We do not observe $S,T,U,V$ but we do observe $R$.

FWER

A classic criterion is the familywise error, denoted $FWE=I\{V\ge1\}$. The familywise error rate is then $FWER=E[I\{V\ge1\}]=P(V\ge1)$. A comparison method controls the level-$\alpha$ $FWER$ in the strong sense if $FWER\le\alpha$ for any combination $\tilde{H}\in\left\{H_{0,i},H_{1,i}\right\}_{i=1,...,m}$; It controls the level-$\alpha$ $FWER$ in the weak sense if $FWER\le\alpha$ under the global null.

Example - Holm's method:

Order the p-values $p_{(1)},...,p_{(m)}$ and then respectively the hypotheses $H_{0,(1)},...,H_{0,(m)}$.
One after the other, we check the hypotheses:
1. If $p_{(1)}\le\frac{\alpha}{m}$ we reject $H_{0,(1)}$ and continue, otherwise we stop.
2. If $p_{(2)}\le\frac{\alpha}{m-1}$ we reject $H_{0,(2)}$ and continue, otherwise we stop.
3. We keep rejecting $H_{0,(i)}$ if $p_{(i)}\le\frac{\alpha}{m-i+1}$
We stop the first time we get $p_{(i)}>\frac{\alpha}{m-i+1}$ and then reject $H_{0,(1)},...,H_{0,(i-1)}$.

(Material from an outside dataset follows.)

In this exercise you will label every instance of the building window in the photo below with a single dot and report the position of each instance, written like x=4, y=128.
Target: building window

Holm's method example: we've simulated $m=20$ p-values, then ordered them. Red circles indicate rejected hypotheses, green circles were not rejected, the blue line is the criterion $\frac{\alpha}{m-i+1}$:

The hypotheses rejected were $H_{0,(1)},H_{0,(2)},H_{0,(3)}$. You can see that $p_{(4)}$ is the smallest p-value larger than the criterion, so we reject all hypotheses with smaller p-values.

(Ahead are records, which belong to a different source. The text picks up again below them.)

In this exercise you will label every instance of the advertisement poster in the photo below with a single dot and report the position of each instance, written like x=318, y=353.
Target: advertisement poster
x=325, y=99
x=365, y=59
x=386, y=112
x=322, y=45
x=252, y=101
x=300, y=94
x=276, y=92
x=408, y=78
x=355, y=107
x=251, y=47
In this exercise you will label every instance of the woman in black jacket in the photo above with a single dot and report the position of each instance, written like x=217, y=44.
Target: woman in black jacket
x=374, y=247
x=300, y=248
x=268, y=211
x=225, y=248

It is quite easy to prove that this method controls level-$\alpha$ $FWER$ in the strong sense. A counterexample would be the Simes method, which only controls the level-$\alpha$ $FWER$ in the weak sense.

FDR

The false discovery proportion ($FDP$) is a softer criterion than the $FWE$, and is defined as $FDP=\frac{V}{\max\{1,R\}}=\left\{\begin{matrix} \frac{V}{R} & R\ge1\\ 0 & o.w\end{matrix}\right.$. The false discovery rate is $FDR=E[FDP]$. Controlling level-$\alpha$ $FDR$ means that The false if we repeat the experiment and rejection criteria many times, $FDR=E[FDP]\le\alpha$.

It is very easy to prove that $FWER\ge FDR$: We start by claiming $I\{V\ge1\}\ge\left\{\begin{matrix} \frac{V}{R} & R\ge1\\ 0 & o.w\end{matrix}\right.$.

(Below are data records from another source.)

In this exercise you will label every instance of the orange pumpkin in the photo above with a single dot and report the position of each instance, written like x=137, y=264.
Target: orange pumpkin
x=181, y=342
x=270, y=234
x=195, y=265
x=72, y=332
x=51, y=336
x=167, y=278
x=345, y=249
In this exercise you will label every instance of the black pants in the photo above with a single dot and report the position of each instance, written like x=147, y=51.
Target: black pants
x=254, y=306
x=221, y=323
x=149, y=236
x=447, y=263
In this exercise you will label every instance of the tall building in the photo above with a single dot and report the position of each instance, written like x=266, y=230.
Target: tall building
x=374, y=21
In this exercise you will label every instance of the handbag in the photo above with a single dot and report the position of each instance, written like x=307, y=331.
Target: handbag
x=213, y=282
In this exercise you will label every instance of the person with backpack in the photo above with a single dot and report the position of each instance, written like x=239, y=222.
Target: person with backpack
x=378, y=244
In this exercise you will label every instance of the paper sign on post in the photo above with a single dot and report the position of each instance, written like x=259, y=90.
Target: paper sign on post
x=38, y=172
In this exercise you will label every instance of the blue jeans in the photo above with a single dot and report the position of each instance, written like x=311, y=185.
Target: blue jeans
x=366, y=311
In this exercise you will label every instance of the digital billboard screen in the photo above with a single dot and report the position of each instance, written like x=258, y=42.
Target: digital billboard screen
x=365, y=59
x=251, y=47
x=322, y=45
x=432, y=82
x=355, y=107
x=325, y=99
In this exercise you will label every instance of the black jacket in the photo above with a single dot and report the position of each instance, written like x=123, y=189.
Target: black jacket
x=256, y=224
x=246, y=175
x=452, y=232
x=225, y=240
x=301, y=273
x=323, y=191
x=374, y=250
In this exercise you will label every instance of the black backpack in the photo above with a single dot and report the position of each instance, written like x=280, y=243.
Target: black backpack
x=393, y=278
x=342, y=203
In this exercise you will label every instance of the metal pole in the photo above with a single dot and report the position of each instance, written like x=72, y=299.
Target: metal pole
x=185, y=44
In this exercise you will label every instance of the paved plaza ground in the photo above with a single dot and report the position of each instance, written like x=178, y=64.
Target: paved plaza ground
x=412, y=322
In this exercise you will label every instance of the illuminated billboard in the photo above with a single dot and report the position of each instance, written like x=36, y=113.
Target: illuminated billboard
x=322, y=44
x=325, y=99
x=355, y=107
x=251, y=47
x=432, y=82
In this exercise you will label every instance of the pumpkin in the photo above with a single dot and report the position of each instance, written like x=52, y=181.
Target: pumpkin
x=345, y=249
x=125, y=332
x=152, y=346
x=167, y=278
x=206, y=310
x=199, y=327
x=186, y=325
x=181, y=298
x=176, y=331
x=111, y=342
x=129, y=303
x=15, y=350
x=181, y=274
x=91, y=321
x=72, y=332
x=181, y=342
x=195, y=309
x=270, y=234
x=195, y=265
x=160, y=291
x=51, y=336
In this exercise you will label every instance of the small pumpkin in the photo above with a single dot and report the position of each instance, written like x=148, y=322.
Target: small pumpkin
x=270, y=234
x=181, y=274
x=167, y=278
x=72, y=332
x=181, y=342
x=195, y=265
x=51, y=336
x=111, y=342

If $V=0$ then $I\{V\ge1\}=0=\left\{\begin{matrix} \frac{V}{R} & R\ge1\\ 0 & o.w\end{matrix}\right.$. In the above table, $R\ge V$ so for $V>0$ we get $\frac{V}{\max\{1,R\}}\le1$ and $I\{V\ge1\}\ge\frac{V}{\max\{1,R\}}$. This also means $E\left[I\{V\ge1\}\right]\ge E\left[\frac{V}{\max\{1,R\}}\right]$, which is exactly $FWER\ge FDR$.

Another very easy claim if that controlling level-$\alpha$ $FDR$ implies controlling level-$\alpha$ $FWER$ in the weak sense, meaning that under the global $H_0$ we get $FWER=FDR$: Under the global $H_0$ every rejection is a false rejection, meaning $V=R$, so $$FDP=\left\{\begin{matrix} \frac{V}{R} & R\ge1\\ 0 & o.w\end{matrix}\right.=\left\{\begin{matrix} \frac{V}{V} & V\ge1\\ 0 & o.w\end{matrix}\right.=\left\{\begin{matrix} 1 & V\ge1\\ 0 & o.w\end{matrix}\right.=I\{V\ge1\}$$ and then $$FDR=E[FDP]=E[I\{V\ge1\}]=P(V\ge1)=FWER.$$

B-H

The Benjamini-Hochberg method is as follows:

Order the p-values $p_{(1)},...,p_{(m)}$ and then respectively the hypotheses $H_{0,(1)},...,H_{0,(m)}$
Mark as $i_0$ the largest $i$ for which $p_{(i)}\le \frac{i}{m}\alpha$
Reject $H_{0,(1)},...,H_{0,(i_0)}$

Contrary to the previous claims, it is not trivial to show why the BH method keeps $FDR\le\alpha$ (to be more precise, it keeps $FDR=\frac{m_0}{m}\alpha$). It isn't a short proof either, ,his is some advanced statistical courses material (I've seen it in one of my Master of Statistics courses). I do think that for the extent of this question, we can simply assume it controls the FDR.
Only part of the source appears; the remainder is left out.